Publication year - 2008
Publication title -
american journal of botany
Language(s) - English
Resource type - Journals
SCImago Journal Rank - 1.218
H-Index - 151
eISSN - 1537-2197
pISSN - 0002-9122
DOI - 10.3732/ajb.0700006
Subject(s) - proteaceae , biology , vicariance , tribe , genus , biological dispersal , gondwana , ecology , phylogenetic tree , paleontology , clade , population , biochemistry , demography , structural basin , sociology , anthropology , gene
Tribe Macadamieae (91 spp., 16 genera; Proteaceae) is widespread across the southern hemisphere on all major fragments of Gondwana except New Zealand and India. Macadamia is cultivated outside its natural range as a “nut” crop (notably in Hawaii, where it is the principal orchard crop). We sampled seven DNA regions and 53 morphological characters from the tribe to infer its phylogeny and address the common assumption that the distribution of the extant diversity of the tribe arose by the rafting of ancestors on Gondwanan fragments. Macadamia proves to be paraphyletic with respect to the African genus Brabejum , the South American genus Panopsis , and the Australian species Orites megacarpus . We erect two new generic names, Nothorites and Lasjia , to produce monophyly at that rank.

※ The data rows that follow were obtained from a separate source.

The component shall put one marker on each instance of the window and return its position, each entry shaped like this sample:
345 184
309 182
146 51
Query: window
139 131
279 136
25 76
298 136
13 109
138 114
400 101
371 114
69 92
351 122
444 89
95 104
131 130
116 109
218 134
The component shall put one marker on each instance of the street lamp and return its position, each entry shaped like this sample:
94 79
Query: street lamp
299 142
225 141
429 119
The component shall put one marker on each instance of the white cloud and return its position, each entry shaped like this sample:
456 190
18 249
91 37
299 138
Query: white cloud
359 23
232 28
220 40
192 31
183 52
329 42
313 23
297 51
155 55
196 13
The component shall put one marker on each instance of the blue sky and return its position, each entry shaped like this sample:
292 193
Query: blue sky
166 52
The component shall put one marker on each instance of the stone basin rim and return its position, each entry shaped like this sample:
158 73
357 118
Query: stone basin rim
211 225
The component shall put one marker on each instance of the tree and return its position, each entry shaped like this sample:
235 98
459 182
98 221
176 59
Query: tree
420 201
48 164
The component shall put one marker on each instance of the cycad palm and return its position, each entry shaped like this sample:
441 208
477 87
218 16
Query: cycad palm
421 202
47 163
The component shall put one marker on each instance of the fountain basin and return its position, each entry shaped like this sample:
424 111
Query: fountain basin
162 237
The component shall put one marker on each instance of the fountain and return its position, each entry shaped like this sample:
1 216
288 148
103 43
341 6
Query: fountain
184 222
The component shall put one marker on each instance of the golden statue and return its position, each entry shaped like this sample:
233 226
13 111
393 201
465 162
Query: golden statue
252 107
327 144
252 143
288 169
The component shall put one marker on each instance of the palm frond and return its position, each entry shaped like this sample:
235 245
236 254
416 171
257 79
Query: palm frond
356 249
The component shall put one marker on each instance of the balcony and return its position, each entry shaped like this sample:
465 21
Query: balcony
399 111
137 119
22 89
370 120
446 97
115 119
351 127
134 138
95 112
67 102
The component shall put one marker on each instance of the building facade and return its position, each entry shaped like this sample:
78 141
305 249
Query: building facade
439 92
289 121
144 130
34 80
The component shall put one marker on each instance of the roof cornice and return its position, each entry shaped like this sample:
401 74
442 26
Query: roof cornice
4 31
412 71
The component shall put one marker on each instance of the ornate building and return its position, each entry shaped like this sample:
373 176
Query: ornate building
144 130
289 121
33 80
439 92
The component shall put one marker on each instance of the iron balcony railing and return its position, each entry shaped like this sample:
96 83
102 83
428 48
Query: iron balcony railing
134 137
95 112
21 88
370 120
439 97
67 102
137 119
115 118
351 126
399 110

The earliest disjunctions in the tribe are inferred to be the result of long‐distance dispersal out of Australia (with one possible exception), rather than vicariance. Evolution of tardy fruit dehiscence is correlated with these dispersals, and the onset of the Antarctic Circumpolar Current (ACC) precedes them. We suggest that the ancestors of extant diversity arrived on their respective continents via the ACC, and we recognize that this is a mechanism precluded, rather than facilitated, by Gondwana's terrestrial continuity.